ETL is the bullied kid of the data stack. Dashboard wrong? Blame the ETL engineer. Patient count drops 8% on a Monday? ETL. Cost-sharing numbers shift overnight and the CFO wants answers by 9 AM? ETL again. The Slack thread always lands on the same person — who almost certainly isn't the one who introduced the lie.
Let's look at one of those lies. A patient was reclassified from a Bronze insurance tier to a Gold tier in March, but the claims report has been grouping her Bronze claims under the Gold bucket ever since. The ETL job that loaded the new tier overwrote the old value. Every historical encounter that happened under Bronze coverage now looks like Gold.
This is what a missing SCD Type 2 decision looks like in production. It's almost never caught by data quality tests, because every row is individually valid. The lie is in the history, not the data.
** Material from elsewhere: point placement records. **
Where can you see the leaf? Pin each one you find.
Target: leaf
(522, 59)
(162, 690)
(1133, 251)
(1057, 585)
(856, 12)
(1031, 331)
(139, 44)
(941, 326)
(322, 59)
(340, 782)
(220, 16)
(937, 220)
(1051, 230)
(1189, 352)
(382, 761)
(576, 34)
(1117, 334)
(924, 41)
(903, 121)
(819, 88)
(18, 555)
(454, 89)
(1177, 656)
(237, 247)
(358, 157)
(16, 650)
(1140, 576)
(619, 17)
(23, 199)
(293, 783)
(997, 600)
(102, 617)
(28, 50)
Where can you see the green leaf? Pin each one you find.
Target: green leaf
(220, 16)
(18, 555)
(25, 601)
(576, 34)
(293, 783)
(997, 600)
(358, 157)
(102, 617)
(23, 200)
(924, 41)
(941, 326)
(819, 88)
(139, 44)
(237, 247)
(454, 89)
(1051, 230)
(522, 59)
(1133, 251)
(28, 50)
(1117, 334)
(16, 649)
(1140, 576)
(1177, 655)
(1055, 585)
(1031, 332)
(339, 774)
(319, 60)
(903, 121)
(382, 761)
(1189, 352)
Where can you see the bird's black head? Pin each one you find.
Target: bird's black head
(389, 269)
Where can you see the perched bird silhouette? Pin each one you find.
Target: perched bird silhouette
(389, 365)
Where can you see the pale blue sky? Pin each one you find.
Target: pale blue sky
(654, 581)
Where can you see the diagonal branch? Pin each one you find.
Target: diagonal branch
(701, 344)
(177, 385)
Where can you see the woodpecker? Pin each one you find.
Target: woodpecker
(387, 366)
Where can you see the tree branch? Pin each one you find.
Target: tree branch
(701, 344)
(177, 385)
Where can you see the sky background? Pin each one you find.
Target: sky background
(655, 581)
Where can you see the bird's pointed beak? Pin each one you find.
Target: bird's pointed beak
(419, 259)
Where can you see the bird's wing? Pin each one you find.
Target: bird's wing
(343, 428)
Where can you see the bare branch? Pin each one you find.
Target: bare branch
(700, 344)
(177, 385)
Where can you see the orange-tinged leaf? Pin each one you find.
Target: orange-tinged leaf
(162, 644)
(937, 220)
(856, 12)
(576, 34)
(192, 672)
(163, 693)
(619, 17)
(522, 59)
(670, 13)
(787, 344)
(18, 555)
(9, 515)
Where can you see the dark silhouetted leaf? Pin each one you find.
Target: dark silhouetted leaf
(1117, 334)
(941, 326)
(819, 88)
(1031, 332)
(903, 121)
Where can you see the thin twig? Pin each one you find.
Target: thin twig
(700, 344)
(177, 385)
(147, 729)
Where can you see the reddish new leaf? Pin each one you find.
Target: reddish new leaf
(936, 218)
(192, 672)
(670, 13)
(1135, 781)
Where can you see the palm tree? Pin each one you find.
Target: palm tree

And it didn't originate in the ETL code where it eventually surfaces — it was introduced six months earlier, at the schema-design layer, when someone made an SCD typing decision (or silently failed to) and never wrote it down anywhere outside of a MERGE statement.
I've been designing data warehouse dimension layers long enough to have strong opinions here. The SCD taxonomy is one of the most decision-dense areas of dimensional modeling — eight types with overlapping tradeoffs, no universal agreement on when to use what, and performance consequences that bite teams six to twelve months after they think they've done it right. This post is my attempt to cut through all of it.